Зарево пожара на востоке города я рассмотрела не сразу. Оказалось, что у турок случился прорыв на фронте и местные праздновали это вырезая чудом выживших в январе христиан. Ну конечно, как героически помирать, так я либо блюю, либо готовлюсь к этому. Мы с Устей прихватили все самое ценное и рванули в госпиталь. Как оказалось, вовремя, потому что возвращаться к ночи стало некуда, причем не только нам, но и сестрам. К исходу третьего дня осады госпиталя, которую мы все провели без сна, еды и почти без воды, в город вошел тот самый давно обещанный гарнизон. Всю компанию экстренно, под охраной решили переправить под присмотр Джунковского. И тут нужно знать местную пунктуальность: срочно — это в течении нескольких дней. Ну не позднее недели, хотя бы. Или двух.
Отбытие ожидалось на очередном рассвете, и мы начинали привыкать, что все откладывается, как и вчера, и позавчера, и третьего дня. В этот раз я решительно не могла заснуть, и мы с Устей устроились на кресле под оливой, что росла чуть в стороне от госпиталя. Посидели-посидели и решили напоследок искупнуться. Теперь в городе не было страшно, да и от ворот госпиталя до побережья — рукой подать. Прихватили немного еды, пару покрывал и пошли. Как оказалось, по улице мы шли не одни. Причем это выяснилось, когда мы успели добраться до берега, я разделась и нырнула.
— Хозяйку позови. — раздалось в ночи. — И погуляй пока с Андреасом.
Я бестолково щурилась, пытаясь рассмотреть незваных гостей. Один силуэт был мне очень хорошо знаком, и вроде бы по кустам шевелились еще тени — или это лишь ветер? Так и пришлось идти к берегу в мокром платье, вода стекала по лицу, рукавам и подолу. Позорище. Ну так и он тоже не обязательно красавчик.
Для непосвященных — армия Греции обычно лидирует в рейтингах самой оригинальной формы. Здесь собрали и шапочку с кистями до самого того, и чулки с подвязками, и юбочки-солнце и тапочки с помпонами. Живописно выглядит, но меня терзают сомнения насчет боевых успехов в подобном облачении. Мой гость одевался весьма по-европейски — мышастый сюртук, брюки, заправленные в сапоги, белая рубаха. Оброс бородой — непривычно. На передовой обычно бывал гладко выбритым, со щетиной или бородой там более раскрученные персонажи ходили. А теперь лишь эти раскосые глаза да чуть побитые сединой пряди напоминали того, кто стал очередным лицом той внезапной войны. В моей стране после Великой Войны героев в режиме он-лайн не случалось. И пусть их выкашивали пули и взрывы, но этот, казалось, под Божьим покрывалом ходит.
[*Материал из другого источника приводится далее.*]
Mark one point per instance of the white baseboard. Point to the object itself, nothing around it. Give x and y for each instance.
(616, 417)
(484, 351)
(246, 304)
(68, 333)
— Здравствуйте, Дмитрий. — я завернулась в большую простыню, поданную Устиньей, быстро переоделась внутри нее, пожертвовав условностями типа множественного нижнего белья, отпустила девочку и жестом пригласила комбрига присесть. — Выпить хотите?
— Я не пью. — Он чуть сутулясь устроился на большом валуне.
– Зря, тут алкоголь любую заразу убивает. — он молча протянул руку.
— Ксения Татищева. — я едва успела перевернуть ладонь, чтобы пожать.
— А меня, стало быть, знаете, — он наблюдал, как я достаю из корзины бутылку, наливаю нам обоим и, к чести его, не стал дожидаться моего первого глотка.